Fig. 88.—Max Schultze, 1825-1874.
Schultze.—As the culmination of a long period of work, Max Schultze, in 1861, placed the conception of the identity between animal sarcode and vegetable protoplasm upon an unassailable basis, and therefore he has received the title of "the father of modern biology." He showed that sarcode, which was supposed to be confined to the lower invertebrates, is also present in the tissues of higher animals, and there exhibits the same properties. The qualities of contractility and irritability were especially indicated. It was on physiological likeness, rather than on structural grounds, that he formed his sweeping conclusions. He showed also that sarcode agreed in physiological properties with protoplasm in plants, and that the two living substances were practically identical. His paper of 1861 considers the living substance in muscles (Ueber Muskelkörperchen und das was man eine Zelle zu nennen habe), but in this he had been partly anticipated by Ecker who, in 1849, compared the "formed contractile substance" of muscles with the "unformed contractile substance" of the lower types of animal life (Geddes).

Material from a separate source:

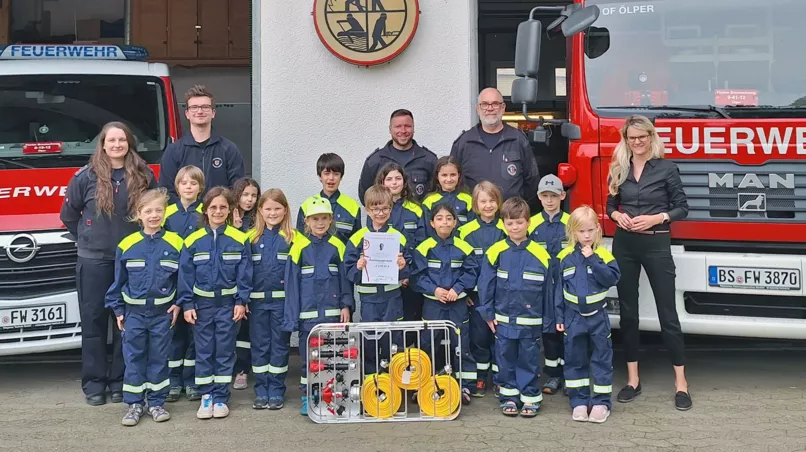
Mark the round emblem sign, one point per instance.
(366, 32)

The clear-cut, intellectual face of Schultze (Fig. 88) is that of an admirable man with a combination of the artistic and the scientific temperaments. He was greatly interested in music from his youth up, and by the side of his microscope was his well-beloved violin. He was some time professor in the University of Halle, and in 1859 went to Bonn as professor of anatomy and director of the Anatomical Institute. His service to histology has already been spoken of (Chapter VIII).
This astute observer will have an enduring fame in biological science, not only for the part he played in the development of the protoplasm idea, but also on account of other extensive labors. In 1866 he founded the leading periodical in microscopic anatomy, the Archiv für Mikroscopische Anatomie. This periodical was continued after the untimely death of Schultze in 1874, and to-day is one of the leading biological periodicals.
It is easy, looking backward, to observe that the period between 1840 and 1860 was a very important one for modern biology. Many new ideas were coming into existence, but through this period we can trace distinctly, step by step, the gradual approach to the idea that protoplasm, the living substance of organism, is practically the same in plants and in animals. Let us picture to ourselves the consequences of the acceptance of this idea. Now for the first time physiologists began to have their attention directed to the actually living substance; now for the first time they saw clearly that all future progress was to be made by studying this living substance—the seat of vital activity. This was the beginning of modern biology.
Protoplasm is the particular object of study for the biologist. To observe its properties, to determine how it behaves under different conditions, how it responds to stimuli and natural agencies, to discover the relation of the internal changes to the outside agencies: these, which constitute the fundamental ideas of biology, were for the first time brought directly to the attention of the naturalist, about the year 1860—that epoch-making time when appeared Darwin's Origin of Species and Spencer's First Principles.
THE WORK OF PASTEUR, KOCH, AND OTHERS
The knowledge of bacteria, those minutest forms of life, has exerted a profound influence upon the development of general biology. There are many questions relating to bacteria that are strictly medical, but other phases of their life and activities are broadly biological, and some of those broader aspects will next be brought under consideration.
The bacteria were first described by Leeuwenhoek in 1687, twelve years after his discovery of the microscopic animalcula now called protozoa. They are so infinitesimal in size that under his microscope they appeared as mere specks, and, naturally, observation of these minute organisms was suspended until nearly the middle of the nineteenth century, after the improvement of microscope lenses. It is characteristic of the little knowledge of bacteria in Linnæus's period that he grouped them into an order, with other microscopic forms, under the name chaos.